Yesterday morning Jeremy Piven stopped me in the street to ask me a question. No, it was not “Will you please be in my next movie?” though you probably think I get that a lot. (Though given the #metoo movement, I don’t think I’d accept that offer anyway.)
Actually, he asked me where the nearest yoga studio was, of all things. I may not have a UK passport, but I think famous Hollywood actors asking me for directions must mean I’m a legit London local now.
All right, so the question wasn’t completely random—I did have a yoga mat poking out of my backpack.
I was riding my bike along the King’s Road in Chelsea, heading home from the free Sunday morning outdoor yoga class in Duke of York Square that I like to attend, and I had to stop at a light. No one else was around, except one man crossing the road directly in front of me.
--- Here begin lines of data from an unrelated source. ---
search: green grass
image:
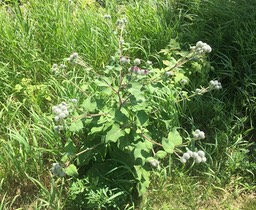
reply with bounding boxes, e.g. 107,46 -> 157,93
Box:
0,0 -> 256,210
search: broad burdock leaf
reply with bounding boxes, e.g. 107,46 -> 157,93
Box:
81,97 -> 97,112
128,82 -> 145,101
106,124 -> 125,142
168,128 -> 182,146
65,164 -> 78,176
155,150 -> 167,159
133,141 -> 153,164
69,120 -> 84,132
114,108 -> 129,124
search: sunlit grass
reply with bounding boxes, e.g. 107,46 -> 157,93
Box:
0,0 -> 256,210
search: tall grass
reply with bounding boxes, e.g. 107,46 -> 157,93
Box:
0,0 -> 256,209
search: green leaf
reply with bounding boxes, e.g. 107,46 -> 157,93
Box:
114,108 -> 129,124
134,166 -> 150,196
133,141 -> 153,164
106,124 -> 125,142
168,128 -> 182,146
69,120 -> 84,132
81,97 -> 97,112
90,124 -> 104,134
162,138 -> 174,153
64,140 -> 76,155
155,150 -> 167,159
128,82 -> 145,101
136,110 -> 149,126
65,164 -> 78,176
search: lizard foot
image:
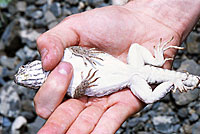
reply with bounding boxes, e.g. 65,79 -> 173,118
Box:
154,37 -> 184,65
172,74 -> 200,93
74,69 -> 100,98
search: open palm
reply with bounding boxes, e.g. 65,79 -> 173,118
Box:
34,2 -> 189,134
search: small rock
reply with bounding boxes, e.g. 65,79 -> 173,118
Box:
0,55 -> 19,69
31,10 -> 43,19
178,108 -> 189,119
173,59 -> 183,69
44,11 -> 56,24
192,121 -> 200,134
25,5 -> 37,17
35,0 -> 47,6
183,124 -> 192,134
65,0 -> 79,5
78,1 -> 85,10
87,0 -> 104,7
50,2 -> 62,17
152,116 -> 174,134
16,1 -> 26,12
70,7 -> 79,14
189,113 -> 199,122
0,20 -> 21,52
11,116 -> 27,134
28,116 -> 46,134
16,48 -> 26,60
2,117 -> 12,128
172,89 -> 199,106
18,17 -> 30,29
172,60 -> 200,106
186,32 -> 200,54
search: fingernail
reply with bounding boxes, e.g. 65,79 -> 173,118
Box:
41,48 -> 48,60
58,62 -> 72,75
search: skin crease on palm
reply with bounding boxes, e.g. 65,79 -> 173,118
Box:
34,0 -> 200,134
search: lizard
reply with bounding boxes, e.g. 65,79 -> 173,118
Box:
14,38 -> 200,104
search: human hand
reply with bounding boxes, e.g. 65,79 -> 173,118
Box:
34,2 -> 200,134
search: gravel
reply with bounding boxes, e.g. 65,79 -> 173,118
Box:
0,0 -> 200,134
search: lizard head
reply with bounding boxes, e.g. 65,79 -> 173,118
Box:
14,60 -> 49,89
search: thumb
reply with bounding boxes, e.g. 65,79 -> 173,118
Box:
37,19 -> 79,71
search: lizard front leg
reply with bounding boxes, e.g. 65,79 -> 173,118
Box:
130,76 -> 174,104
127,37 -> 183,67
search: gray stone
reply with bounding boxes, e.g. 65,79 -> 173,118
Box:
189,113 -> 199,122
172,89 -> 199,106
44,11 -> 56,24
87,0 -> 104,7
173,59 -> 183,69
0,55 -> 19,69
15,48 -> 26,60
0,81 -> 21,118
172,60 -> 200,106
25,5 -> 37,17
50,2 -> 62,17
152,116 -> 174,134
35,0 -> 47,6
0,20 -> 21,50
34,17 -> 47,28
0,66 -> 15,78
2,117 -> 12,128
11,116 -> 27,134
16,1 -> 26,12
31,10 -> 43,19
178,107 -> 189,119
186,32 -> 200,54
192,121 -> 200,134
70,7 -> 79,14
65,0 -> 79,5
18,17 -> 30,30
28,116 -> 45,134
183,124 -> 192,134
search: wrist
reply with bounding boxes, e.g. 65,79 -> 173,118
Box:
124,0 -> 200,42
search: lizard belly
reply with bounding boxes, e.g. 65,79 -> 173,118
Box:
63,48 -> 133,97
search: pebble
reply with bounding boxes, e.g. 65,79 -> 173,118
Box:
0,55 -> 19,69
44,11 -> 56,24
65,0 -> 79,5
11,116 -> 27,134
0,0 -> 200,134
28,116 -> 46,134
31,10 -> 43,19
50,2 -> 62,17
192,121 -> 200,134
16,1 -> 27,12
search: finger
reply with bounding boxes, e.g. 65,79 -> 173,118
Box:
67,97 -> 107,134
92,90 -> 144,134
34,62 -> 72,118
37,19 -> 79,70
38,99 -> 85,134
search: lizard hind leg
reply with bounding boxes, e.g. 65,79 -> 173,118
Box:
130,76 -> 173,104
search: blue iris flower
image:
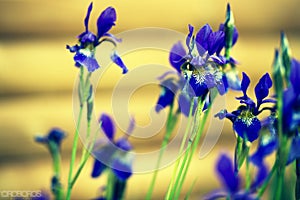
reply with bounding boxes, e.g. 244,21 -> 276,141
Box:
215,73 -> 275,142
35,128 -> 66,155
283,59 -> 300,136
67,3 -> 128,73
155,73 -> 197,116
92,114 -> 134,181
169,24 -> 240,96
204,154 -> 268,200
251,58 -> 300,165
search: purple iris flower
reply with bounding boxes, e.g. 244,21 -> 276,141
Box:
35,128 -> 66,154
215,73 -> 275,142
204,154 -> 267,200
66,3 -> 128,73
283,59 -> 300,136
169,24 -> 240,99
92,114 -> 134,181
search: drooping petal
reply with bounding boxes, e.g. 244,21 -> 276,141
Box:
91,159 -> 107,178
169,42 -> 186,73
216,74 -> 228,95
112,154 -> 133,181
110,51 -> 128,74
74,52 -> 100,72
116,137 -> 132,151
254,73 -> 272,104
203,189 -> 228,200
155,79 -> 178,112
216,154 -> 239,194
84,2 -> 93,32
99,113 -> 116,141
178,93 -> 197,117
241,72 -> 250,96
233,117 -> 261,142
185,24 -> 194,51
189,76 -> 208,97
97,7 -> 117,38
66,44 -> 80,53
225,70 -> 241,90
290,59 -> 300,94
251,164 -> 268,190
48,128 -> 66,146
207,31 -> 225,55
286,134 -> 300,165
196,24 -> 212,55
78,31 -> 97,44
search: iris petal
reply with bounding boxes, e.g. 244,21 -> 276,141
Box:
74,52 -> 100,72
112,158 -> 132,181
233,117 -> 261,142
196,24 -> 212,55
290,59 -> 300,94
241,72 -> 250,96
254,73 -> 272,103
169,42 -> 186,73
91,159 -> 106,178
111,51 -> 128,74
84,2 -> 93,32
99,113 -> 115,141
97,7 -> 117,38
207,31 -> 225,55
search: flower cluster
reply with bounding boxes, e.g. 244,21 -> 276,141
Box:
156,5 -> 240,116
91,114 -> 134,199
67,3 -> 128,74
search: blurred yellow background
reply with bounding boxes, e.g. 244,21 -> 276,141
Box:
0,0 -> 300,199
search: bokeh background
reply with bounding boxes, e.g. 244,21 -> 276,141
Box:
0,0 -> 300,199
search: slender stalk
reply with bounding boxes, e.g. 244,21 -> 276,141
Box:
246,150 -> 251,191
66,66 -> 84,200
184,178 -> 197,200
169,99 -> 209,199
50,145 -> 64,200
71,119 -> 95,188
175,106 -> 211,199
257,162 -> 277,199
106,170 -> 115,200
146,103 -> 175,200
66,107 -> 83,200
166,99 -> 194,199
295,159 -> 300,200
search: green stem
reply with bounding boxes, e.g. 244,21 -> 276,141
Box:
175,106 -> 211,199
66,106 -> 83,200
50,145 -> 64,200
71,121 -> 95,188
169,97 -> 209,199
295,159 -> 300,200
257,162 -> 276,199
184,178 -> 197,200
146,103 -> 175,200
246,150 -> 251,191
165,99 -> 194,199
66,66 -> 85,200
106,170 -> 115,200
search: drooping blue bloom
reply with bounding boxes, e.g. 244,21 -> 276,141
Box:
204,154 -> 267,200
282,59 -> 300,136
35,128 -> 66,153
91,114 -> 133,181
169,21 -> 240,96
155,74 -> 197,116
215,73 -> 275,142
66,3 -> 128,73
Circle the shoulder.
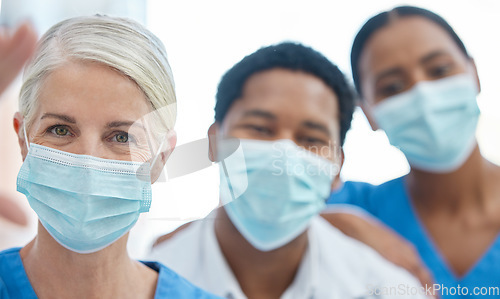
[148,220,206,270]
[327,181,375,204]
[310,218,419,289]
[0,247,21,259]
[148,262,220,299]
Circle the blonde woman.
[0,16,221,298]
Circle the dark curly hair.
[215,42,355,144]
[351,6,469,95]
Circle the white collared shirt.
[149,216,425,299]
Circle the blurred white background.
[0,0,500,258]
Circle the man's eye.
[246,125,272,135]
[430,64,452,78]
[379,82,404,97]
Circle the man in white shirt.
[150,43,432,299]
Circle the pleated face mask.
[17,139,151,253]
[219,139,340,251]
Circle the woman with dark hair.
[330,6,500,298]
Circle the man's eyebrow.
[243,109,277,120]
[302,120,332,136]
[420,50,450,64]
[40,113,76,124]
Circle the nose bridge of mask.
[19,144,151,210]
[220,139,340,203]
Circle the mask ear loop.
[148,133,168,169]
[23,123,30,152]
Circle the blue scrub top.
[0,248,220,299]
[327,177,500,298]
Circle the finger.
[0,23,37,93]
[0,194,28,226]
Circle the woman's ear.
[358,100,379,131]
[207,122,219,162]
[13,112,29,161]
[151,129,177,183]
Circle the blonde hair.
[19,15,176,132]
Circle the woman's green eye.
[116,134,128,143]
[54,127,68,136]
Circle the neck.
[406,146,489,212]
[215,208,308,298]
[20,223,154,298]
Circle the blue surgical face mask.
[17,133,151,253]
[219,139,339,251]
[373,74,479,173]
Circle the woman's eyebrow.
[40,113,76,124]
[106,120,146,131]
[420,50,450,64]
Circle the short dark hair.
[215,42,355,144]
[351,6,469,95]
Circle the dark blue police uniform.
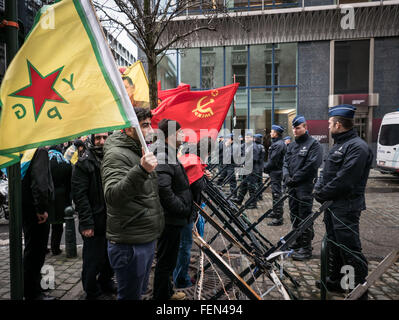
[315,105,373,296]
[283,116,323,260]
[264,125,287,226]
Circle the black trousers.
[270,170,284,219]
[288,183,314,247]
[238,173,257,204]
[22,213,50,299]
[153,224,182,300]
[50,223,64,253]
[324,201,368,286]
[82,235,114,297]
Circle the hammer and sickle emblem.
[193,96,215,118]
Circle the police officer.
[314,105,373,299]
[254,133,266,200]
[232,132,263,209]
[217,133,240,197]
[264,125,287,226]
[283,115,323,261]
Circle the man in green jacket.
[101,107,164,300]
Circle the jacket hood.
[104,131,142,157]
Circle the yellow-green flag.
[0,0,138,165]
[122,61,150,108]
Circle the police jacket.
[283,132,323,186]
[221,142,241,166]
[254,142,266,172]
[315,129,373,205]
[264,137,287,173]
[71,150,107,235]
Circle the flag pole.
[233,74,237,129]
[4,0,24,300]
[134,126,150,153]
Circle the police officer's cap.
[292,114,306,127]
[328,104,356,119]
[272,124,284,133]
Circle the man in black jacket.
[153,119,193,300]
[22,148,55,300]
[72,132,116,300]
[315,105,373,299]
[283,115,323,261]
[264,125,287,226]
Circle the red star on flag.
[10,60,67,121]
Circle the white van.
[377,109,399,174]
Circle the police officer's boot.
[267,193,284,226]
[292,229,312,261]
[343,251,368,300]
[231,188,245,206]
[316,243,346,293]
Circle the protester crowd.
[22,106,372,300]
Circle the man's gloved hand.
[313,191,327,203]
[285,177,296,188]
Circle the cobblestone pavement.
[0,170,399,300]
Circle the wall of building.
[374,37,399,119]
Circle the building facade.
[159,0,399,158]
[0,0,137,83]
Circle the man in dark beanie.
[101,107,164,300]
[72,132,116,300]
[314,104,373,300]
[153,119,193,300]
[265,125,287,226]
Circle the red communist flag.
[151,83,239,142]
[158,81,191,104]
I looked at him and recognized him instantly. I quickly turned my gaze back straight ahead (the thought of approaching a celebrity terrifies me), but a second later I heard, “Excuse me.” So I looked at him, now standing directly next to me, and he asked, “Is there a yoga studio nearby?”
I responded that I didn’t know of any studios, I had just come from an outdoor class that was now finished. He asked if that was at a nearby park, and I explained a bit further, and I don’t really remember the rest of the conversation but it basically ended with him thanking me and me wishing him luck and riding on.
A quick search for his Instagram account confirmed he was traveling around Europe this week, sporting the exact same level of face stubble.
Now on the list of celebrities I’d like to meet, Jeremy Piven has never been in my top 10, but hey, he was actually very polite, so that’s something.
I do wish I’d called out, “Namaste, Mr. Piven!” or something cool as I rode off. But I’m not that cool.
M was greatly dismayed I didn’t do his Old School “This is me leaving” bit at him.